Hi!!! And Welcome Back to Motivated Mondays!
We’re talking about emotional contagion and resilience.
A quick recap of last week before we continue.
Last week, we learned that the number one road block to cultivating resilience is the way we look at and interpret the world around us (1). This makes sense. Our beliefs have consequences (1). While negative emotions are typically an accurate and appropriate response in a moment of adversity, they also narrow our focus and funnel energy and attention towards a particular problem (2). This makes it easy to get stuck in our thinking patterns — for better or for worse.
Positive emotions broaden our focus and build our resources to support well-being (2). This matters, because positive emotions can help us see alternative perspectives and generate ideas that help us positively adapt. They boost our resilience.
And that’s not all!
We are social creatures. Not only do our emotions tend to spiral internally (2), they also impact others within three degrees of separation (3). That’s quite a ripple effect! Understanding our ripple effect can help us identify when we are draining or supporting our personal resilience and the resilience of those around us!
So last week, I invited you to look in the mirror and examine your ripple effect. Did you observe how your emotions impact not only yourself but those around you? What did you notice? Did you practice real time resilience? If so, were you able to create a shift within yourself or within a relationship?
It is possible to shift our emotional dynamic in moments of adversity by using real time resilience (1). Cultivating positive emotions can keep us from sliding on the downward spiral of negative emotions and actually begin to build well-being.
It’s yet another way to practice real time resilience.
Reaching out for connection with others can also broaden our worlds and begin upward spirals of positive emotion. It goes beyond simply sharing our feelings and thoughts during a moment of adversity. Reaching out can mobilize purposeful action, build resilience, and strengthen relationships (1)!
Yes, reaching out can feel risky (1). Perhaps you learned from a very young age that you should do everything by yourself? Or that asking for help was embarrassing and should be avoided? As humans, we are risk adverse creatures, so it can make us feel vulnerable to reach out. But a willingness to reach out for connection can build intimacy in our relationships and provide a strong safety net in times of adversity (1).
Remember, being resilient does not mean you have to go it alone (1)! Quite the contrary. Practicing the skills of resilience deepens your emotional awareness and strengthens interpersonal skills. In fact, most resilient folks have strong social networks. This does not necessarily mean resilient folks are social butterflies or have large social networks. It simply means the network they have is supportive.
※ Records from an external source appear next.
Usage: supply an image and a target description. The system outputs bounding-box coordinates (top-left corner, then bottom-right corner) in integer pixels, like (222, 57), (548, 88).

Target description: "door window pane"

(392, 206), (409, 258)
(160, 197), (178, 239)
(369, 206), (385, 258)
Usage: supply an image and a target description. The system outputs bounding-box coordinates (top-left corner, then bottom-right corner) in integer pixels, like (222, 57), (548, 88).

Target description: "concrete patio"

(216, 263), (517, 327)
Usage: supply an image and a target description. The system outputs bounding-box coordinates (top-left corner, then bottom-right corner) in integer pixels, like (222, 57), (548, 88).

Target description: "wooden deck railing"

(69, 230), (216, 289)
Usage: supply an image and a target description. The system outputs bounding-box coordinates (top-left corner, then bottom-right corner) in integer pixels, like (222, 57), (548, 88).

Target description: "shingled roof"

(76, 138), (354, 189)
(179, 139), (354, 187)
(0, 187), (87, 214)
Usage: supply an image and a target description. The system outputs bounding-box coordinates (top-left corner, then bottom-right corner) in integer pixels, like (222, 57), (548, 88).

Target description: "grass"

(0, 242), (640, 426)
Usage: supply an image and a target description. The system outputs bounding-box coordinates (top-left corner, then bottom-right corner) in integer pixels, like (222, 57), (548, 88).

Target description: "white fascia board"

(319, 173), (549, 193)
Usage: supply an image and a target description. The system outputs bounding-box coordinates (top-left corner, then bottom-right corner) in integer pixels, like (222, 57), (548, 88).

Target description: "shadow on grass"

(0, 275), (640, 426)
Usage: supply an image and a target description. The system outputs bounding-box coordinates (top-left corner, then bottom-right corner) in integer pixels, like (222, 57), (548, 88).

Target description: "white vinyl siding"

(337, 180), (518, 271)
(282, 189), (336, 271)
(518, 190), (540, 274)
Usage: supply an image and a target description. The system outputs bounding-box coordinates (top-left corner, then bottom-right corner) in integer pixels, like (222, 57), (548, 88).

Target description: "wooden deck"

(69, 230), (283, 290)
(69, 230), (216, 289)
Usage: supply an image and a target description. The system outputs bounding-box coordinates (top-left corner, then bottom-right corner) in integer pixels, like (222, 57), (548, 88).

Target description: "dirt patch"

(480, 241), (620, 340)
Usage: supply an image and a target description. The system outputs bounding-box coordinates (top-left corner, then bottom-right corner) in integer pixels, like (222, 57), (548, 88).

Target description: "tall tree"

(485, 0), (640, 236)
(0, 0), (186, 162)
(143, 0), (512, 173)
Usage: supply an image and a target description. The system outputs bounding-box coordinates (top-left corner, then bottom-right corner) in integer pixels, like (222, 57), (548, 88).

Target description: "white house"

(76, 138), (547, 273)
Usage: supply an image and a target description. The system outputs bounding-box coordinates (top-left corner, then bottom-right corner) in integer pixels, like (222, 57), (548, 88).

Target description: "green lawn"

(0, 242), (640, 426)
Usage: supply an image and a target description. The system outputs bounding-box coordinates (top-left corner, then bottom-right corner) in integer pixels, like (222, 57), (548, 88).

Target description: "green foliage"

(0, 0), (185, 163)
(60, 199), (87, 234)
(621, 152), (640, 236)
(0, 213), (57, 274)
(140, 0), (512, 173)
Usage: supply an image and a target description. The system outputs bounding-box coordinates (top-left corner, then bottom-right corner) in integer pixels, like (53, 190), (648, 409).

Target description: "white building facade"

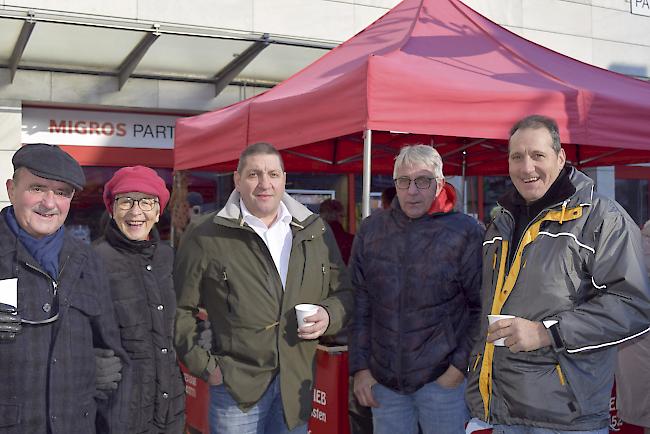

Still, reaching out makes many people feel vulnerable. We can not control other people, their emotions, or their reactions (1). So, I am not suggesting that you reach out to anyone at anytime. Choose a close friend or family member that you trust. Someone who values your well-being and with whom you feel safe. Then find a moment when you both have time, take a risk, open up, and share.
If you are afraid to share your story, you may be immobilized by fear and feel isolated. Reaching out can help us expand our world view and cultivate connection (1). And who knows?! You may learn something helpful. Each time you reach out, you are giving the other person an opportunity to support you. When it goes well, it can strengthen your relationship. Reaching out helps to build trust in supportive relationships. This is why reaching out tends to get easier overtime.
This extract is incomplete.